My Lords, before I get to the procedural part I will refer the Minister to some of his own words. He referred to the Government’s desire to ensure that everyone should have safe, high-quality medical care. In this area in particular, given that the option has been given to provide alternatives, that is something that the Government will be judged against, and I hope that he will be able to live up to his promise. However, it is with a heavy heart that I beg leave to withdraw the amendment.
My Lords, I too beg the indulgence of the Committee. I have raised this point on a number of occasions; I am raising it now with respect to the powers within the Bill relating to necessity and proportionality, particularly as regards matters of dignity in death and what may happen in the unforeseen circumstances that thousands of deaths occur among the faith communities, and cremation may be decided upon due to the lack of burial spaces and storage facilities. I am suggesting that Schedule 28 affects our human rights obligations.
I am requesting, therefore, on behalf of the many hundreds of individuals who have written to me, including faith leaders and organisations, that the Government remove from paragraphs 13(1) and (2) in Part 4 of Schedule 28 the words
“have regard to the desirability of disposing”
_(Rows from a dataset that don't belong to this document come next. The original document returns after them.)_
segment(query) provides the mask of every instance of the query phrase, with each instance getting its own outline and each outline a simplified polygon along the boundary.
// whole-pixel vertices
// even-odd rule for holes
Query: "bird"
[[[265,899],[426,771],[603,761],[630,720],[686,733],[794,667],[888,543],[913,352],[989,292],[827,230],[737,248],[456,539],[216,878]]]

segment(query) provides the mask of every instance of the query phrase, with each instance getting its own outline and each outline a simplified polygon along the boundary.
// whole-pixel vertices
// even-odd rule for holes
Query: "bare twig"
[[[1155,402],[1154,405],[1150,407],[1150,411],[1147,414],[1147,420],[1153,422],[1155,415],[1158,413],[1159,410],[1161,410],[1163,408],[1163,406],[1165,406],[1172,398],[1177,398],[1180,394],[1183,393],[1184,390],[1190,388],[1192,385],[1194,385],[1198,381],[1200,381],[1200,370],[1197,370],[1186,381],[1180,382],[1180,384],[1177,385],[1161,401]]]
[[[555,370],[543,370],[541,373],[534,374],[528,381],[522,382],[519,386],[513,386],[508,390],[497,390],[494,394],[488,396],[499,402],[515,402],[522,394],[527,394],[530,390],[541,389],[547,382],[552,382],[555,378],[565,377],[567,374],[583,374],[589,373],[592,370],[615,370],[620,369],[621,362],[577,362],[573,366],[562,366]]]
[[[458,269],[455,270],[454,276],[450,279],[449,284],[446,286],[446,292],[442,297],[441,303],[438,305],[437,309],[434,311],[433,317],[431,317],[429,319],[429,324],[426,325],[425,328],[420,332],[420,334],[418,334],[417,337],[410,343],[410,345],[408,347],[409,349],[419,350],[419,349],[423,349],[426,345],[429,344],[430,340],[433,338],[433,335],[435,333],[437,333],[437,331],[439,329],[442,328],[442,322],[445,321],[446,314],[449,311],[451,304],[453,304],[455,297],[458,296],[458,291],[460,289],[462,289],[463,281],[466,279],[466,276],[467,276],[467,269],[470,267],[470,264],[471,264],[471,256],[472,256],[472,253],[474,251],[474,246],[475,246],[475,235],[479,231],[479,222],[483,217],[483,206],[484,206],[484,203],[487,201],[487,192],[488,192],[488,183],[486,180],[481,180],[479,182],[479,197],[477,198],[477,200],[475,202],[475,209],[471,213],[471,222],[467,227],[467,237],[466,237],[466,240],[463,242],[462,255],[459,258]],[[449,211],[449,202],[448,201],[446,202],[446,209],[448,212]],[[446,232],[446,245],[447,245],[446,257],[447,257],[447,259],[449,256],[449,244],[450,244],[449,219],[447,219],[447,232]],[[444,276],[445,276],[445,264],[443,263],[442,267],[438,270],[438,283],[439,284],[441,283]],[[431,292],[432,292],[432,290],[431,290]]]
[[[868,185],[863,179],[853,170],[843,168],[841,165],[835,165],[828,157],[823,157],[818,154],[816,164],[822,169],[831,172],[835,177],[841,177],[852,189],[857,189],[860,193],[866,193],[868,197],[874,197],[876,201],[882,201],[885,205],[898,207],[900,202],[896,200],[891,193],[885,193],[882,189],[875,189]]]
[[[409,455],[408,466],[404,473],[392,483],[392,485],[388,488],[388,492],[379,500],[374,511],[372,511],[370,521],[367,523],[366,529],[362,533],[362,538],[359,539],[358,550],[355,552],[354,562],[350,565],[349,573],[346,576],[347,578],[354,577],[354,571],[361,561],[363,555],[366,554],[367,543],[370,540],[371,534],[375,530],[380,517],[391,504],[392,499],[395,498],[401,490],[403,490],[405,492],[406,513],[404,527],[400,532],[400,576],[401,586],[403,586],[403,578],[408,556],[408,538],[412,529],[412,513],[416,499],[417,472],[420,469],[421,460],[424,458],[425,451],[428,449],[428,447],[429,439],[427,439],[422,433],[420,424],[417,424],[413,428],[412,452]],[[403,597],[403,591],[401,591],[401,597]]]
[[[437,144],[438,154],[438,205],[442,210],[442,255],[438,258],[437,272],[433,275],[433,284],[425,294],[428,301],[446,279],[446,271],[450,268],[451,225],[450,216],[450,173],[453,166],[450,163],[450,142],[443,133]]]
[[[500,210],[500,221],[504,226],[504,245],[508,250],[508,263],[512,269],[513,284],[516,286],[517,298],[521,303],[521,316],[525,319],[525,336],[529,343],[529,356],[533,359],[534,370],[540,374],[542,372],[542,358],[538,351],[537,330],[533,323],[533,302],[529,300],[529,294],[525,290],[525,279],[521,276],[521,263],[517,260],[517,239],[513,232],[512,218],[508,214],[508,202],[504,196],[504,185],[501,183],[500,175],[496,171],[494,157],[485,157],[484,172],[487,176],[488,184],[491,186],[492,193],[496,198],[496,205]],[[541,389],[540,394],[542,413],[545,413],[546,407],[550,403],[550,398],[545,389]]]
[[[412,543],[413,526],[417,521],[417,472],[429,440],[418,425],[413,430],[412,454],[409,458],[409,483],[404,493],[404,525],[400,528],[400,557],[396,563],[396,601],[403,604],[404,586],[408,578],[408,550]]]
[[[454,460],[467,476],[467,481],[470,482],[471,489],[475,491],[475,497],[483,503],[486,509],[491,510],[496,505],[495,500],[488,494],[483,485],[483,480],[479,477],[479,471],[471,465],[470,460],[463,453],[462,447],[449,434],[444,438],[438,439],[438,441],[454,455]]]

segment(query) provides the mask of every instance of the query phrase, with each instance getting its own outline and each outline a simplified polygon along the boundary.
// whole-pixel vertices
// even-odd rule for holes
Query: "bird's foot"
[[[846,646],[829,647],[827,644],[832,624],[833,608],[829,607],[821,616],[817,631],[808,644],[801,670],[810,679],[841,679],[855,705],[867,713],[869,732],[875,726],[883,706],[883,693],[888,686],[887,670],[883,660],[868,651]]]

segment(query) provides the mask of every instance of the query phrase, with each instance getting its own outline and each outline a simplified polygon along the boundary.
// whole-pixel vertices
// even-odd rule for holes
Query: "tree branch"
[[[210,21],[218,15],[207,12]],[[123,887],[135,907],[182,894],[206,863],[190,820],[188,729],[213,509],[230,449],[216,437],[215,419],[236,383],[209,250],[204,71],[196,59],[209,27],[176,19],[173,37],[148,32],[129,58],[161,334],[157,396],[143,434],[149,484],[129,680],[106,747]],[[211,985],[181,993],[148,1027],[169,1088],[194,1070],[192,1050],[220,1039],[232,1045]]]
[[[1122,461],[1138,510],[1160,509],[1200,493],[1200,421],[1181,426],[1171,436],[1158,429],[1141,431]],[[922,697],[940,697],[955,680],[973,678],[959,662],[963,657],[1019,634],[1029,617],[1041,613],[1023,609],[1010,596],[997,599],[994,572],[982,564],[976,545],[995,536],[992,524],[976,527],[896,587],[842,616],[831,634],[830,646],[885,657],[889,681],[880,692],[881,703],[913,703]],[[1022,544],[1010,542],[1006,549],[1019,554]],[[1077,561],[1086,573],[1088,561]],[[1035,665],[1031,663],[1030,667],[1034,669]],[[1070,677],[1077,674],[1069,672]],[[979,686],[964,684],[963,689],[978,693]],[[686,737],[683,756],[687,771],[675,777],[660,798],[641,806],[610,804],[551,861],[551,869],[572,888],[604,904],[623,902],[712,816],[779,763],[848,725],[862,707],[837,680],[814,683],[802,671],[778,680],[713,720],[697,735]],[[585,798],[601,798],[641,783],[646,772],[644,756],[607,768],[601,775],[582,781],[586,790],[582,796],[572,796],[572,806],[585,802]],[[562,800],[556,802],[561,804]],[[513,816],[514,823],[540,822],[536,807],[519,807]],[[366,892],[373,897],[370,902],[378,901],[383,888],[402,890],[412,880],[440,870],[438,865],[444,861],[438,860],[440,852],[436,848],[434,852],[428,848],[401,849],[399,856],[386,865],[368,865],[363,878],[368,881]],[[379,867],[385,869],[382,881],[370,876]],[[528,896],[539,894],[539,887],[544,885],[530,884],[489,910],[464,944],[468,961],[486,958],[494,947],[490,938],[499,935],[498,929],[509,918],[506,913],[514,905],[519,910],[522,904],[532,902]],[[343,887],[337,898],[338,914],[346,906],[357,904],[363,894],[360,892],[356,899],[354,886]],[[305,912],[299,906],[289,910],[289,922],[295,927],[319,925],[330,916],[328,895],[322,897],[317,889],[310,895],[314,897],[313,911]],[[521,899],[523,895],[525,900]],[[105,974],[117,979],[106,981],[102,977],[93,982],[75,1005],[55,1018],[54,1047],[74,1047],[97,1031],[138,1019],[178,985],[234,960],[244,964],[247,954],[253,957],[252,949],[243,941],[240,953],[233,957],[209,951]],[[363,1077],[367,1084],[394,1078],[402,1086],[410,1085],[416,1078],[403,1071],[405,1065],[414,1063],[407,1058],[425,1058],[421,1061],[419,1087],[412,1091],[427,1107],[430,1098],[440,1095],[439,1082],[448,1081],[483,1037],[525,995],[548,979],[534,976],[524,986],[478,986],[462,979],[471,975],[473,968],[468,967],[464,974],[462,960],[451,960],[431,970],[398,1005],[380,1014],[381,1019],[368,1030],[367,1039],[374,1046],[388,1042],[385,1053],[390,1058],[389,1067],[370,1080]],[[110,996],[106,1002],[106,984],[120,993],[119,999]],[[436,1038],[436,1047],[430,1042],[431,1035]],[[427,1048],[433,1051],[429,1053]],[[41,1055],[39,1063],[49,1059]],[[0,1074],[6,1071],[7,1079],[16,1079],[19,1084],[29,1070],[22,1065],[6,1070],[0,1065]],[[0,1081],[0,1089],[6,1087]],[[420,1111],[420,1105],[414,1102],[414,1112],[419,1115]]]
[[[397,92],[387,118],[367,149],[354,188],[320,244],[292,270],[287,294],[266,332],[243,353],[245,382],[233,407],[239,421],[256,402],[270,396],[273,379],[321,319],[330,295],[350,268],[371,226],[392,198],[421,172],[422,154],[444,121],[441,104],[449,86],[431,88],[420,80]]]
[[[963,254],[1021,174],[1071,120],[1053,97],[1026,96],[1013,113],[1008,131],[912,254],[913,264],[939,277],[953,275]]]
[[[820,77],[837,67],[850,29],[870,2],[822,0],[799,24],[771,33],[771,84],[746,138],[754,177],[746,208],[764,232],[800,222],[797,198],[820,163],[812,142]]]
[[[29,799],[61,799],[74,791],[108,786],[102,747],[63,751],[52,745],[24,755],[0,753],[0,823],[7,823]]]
and replace them with “dispose”, and then delete from paragraphs 13(1)(b) and 13(2)(b) the words
“in a way that appears”
so that the necessary guarantees are provided in the legislation, which will be required to provide assurance to the relevant faith communities.
My Lords, the noble Baroness, Lady Ludford, and all those who have signed up to this amendment have made incredibly important points that the Government utterly confirms. I reassure the Committee that this Bill is very clearly focused on the present danger of SARS-CoV and the Covid-19 disease. If there is any other virus—and even if this virus mutates— we will need a new Act or at least to amend this one.
The Government are 100% committed to protecting and respecting human rights. We have a long-standing tradition of ensuring that rights and liberties are protected domestically and of fulfilling our human rights commitments. That will not change. We have strong human rights protections, with a comprehensive and well-established constitutional and legal system. The Human Rights Act 1998 gives further effect in UK law to the rights and freedoms contained in the European Convention on Human Rights. Nothing in this Bill contradicts that.
I reassure a number of speakers—including but not limited to the noble and learned Lord, Lord Falconer, the noble Lord, Lord Anderson, and the noble Baroness, Lady Kennedy—that there is nothing in this Act that allows the Government to breach or disapply the Human Rights Act or the Equality Act. The Bill itself is fully compliant with the Human Rights Act and the Government have certified this on the face of the Bill— in fact, I signed it myself in accordance with Section 19. Pursuant to Section 6 of the Human Rights Act, every exercise of power by a public authority under this Bill is already required to be compliant with the Human Rights Act. I further reassure the House that, at all times, this Government will act with proportionality.
I am advised by legal counsel that the amendment is potentially both unnecessary and unhelpful. If we accept it, it might imply that the Human Rights Act and Equality Act do not apply in this way in other Bills or Acts that do not feature this sort of provision. For that reason, I suggest that the amendment should be withdrawn.
My Lords, I thank the Minister for what he said, which gave considerable reassurance—up to the last sentence or two. I was permitted by the Public Bill Office to table this amendment, so I am therefore slightly surprised at his reporting of the advice he has had from legal counsel. Obviously, I have to take note of what he said. No doubt they have greater legal minds than mine, although I note that the noble Lord, Lord Anderson, co-signed my amendment. I am a little taken aback by what the Minister said, but I none the less welcome the rest of his response. I beg leave to withdraw my amendment.